Leitlinien-Update zur atopischen Dermatitis

Mensch zeichen Checkboxen mit Hackerl an eine Fensterscheibe
Übersicht über das erweiterte Behandlungsspektrum mit Checklisten zur Indikationsstellung für die Systemtherapie.
© Pasuwan / shutterstock.com

Die überarbeitete Guideline der Deutschen Dermatologischen Gesellschaft konnte auf das S3-Niveau angehoben werden. In der aktualisierten Version werden unter anderem die neuen Systemtherapeutika eingeordnet.

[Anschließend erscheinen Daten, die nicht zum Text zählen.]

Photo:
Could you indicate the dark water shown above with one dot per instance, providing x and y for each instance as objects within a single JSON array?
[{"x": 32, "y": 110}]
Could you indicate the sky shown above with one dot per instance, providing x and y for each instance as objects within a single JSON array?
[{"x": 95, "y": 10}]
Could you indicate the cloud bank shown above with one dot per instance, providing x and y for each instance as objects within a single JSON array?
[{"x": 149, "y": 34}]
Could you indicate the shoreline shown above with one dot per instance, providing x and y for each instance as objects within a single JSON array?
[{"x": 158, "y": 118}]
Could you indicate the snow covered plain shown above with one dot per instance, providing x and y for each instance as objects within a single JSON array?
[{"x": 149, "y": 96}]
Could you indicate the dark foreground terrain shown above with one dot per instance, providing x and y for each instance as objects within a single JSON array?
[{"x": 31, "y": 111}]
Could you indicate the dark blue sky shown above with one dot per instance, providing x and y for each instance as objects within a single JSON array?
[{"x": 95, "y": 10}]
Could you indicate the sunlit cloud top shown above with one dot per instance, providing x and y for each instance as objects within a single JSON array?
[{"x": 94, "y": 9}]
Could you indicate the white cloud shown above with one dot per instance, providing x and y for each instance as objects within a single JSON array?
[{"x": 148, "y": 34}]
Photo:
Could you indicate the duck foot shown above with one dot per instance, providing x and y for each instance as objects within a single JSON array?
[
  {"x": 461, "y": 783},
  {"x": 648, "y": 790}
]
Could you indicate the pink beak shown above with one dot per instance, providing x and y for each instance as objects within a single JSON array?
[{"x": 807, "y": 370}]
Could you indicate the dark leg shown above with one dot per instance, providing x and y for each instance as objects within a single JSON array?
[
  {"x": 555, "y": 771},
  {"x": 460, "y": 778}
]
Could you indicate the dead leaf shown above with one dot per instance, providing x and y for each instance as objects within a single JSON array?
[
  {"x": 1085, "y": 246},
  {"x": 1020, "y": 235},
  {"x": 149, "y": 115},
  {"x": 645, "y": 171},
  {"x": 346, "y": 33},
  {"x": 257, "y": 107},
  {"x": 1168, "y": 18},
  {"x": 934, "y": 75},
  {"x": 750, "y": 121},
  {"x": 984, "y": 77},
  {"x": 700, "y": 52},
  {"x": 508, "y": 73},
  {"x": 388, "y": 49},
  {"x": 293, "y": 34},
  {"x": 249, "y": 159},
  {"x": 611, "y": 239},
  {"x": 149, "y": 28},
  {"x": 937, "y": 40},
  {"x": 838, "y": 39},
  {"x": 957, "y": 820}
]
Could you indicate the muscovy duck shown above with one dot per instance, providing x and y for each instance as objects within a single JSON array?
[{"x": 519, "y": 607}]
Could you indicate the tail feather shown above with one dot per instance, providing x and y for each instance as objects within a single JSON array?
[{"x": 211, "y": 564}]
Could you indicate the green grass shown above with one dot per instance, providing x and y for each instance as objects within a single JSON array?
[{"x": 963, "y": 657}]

Die atopische Dermatitis (AD), eine der häufigsten chronisch entzündlichen Hauterkrankungen, ist oft mit anderen Krankheitsbildern des atopischen Formenkreises vergesellschaftet. Betroffene leiden unter einem ausgeprägten Juckreiz, welcher einen enormen Leidensdruck verursacht, sowie unter trockener Haut und Ekzemen. Die Grundlage jeder Neurodermitis-Therapie bildet die Basispflege. Topische antiinflammatorische Glukokortikoide oder Calcineurin-Inhibitoren dienen der Kurzzeitbehandlung. Bei der Therapie von mittelschweren bis schweren Formen kommen systemische antiinflammatorische Medikamente zum Einsatz. Neu zugelassene monoklonale Antikörper und Januskinase-Inhibitoren können hierbei gute Effekte erzielen. Ebenjene zusätzlichen medikamentösen Behandlungsoptionen machten auch eine Aktualisierung der Leitlinie zur atopischen Dermatitis notwendig.

Die überarbeitete Guideline der Deutschen Dermatologischen Gesellschaft konnte auf das S3-Niveau angehoben werden. In der aktualisierten Version werden unter anderem die neuen Systemtherapeutika eingeordnet. Außerdem enthält sie übersichtliche Checklisten mit Kriterien zur Systemtherapie für Kinder, Jugendliche und Erwachsene sowie prägnante Wirkstofftabellen.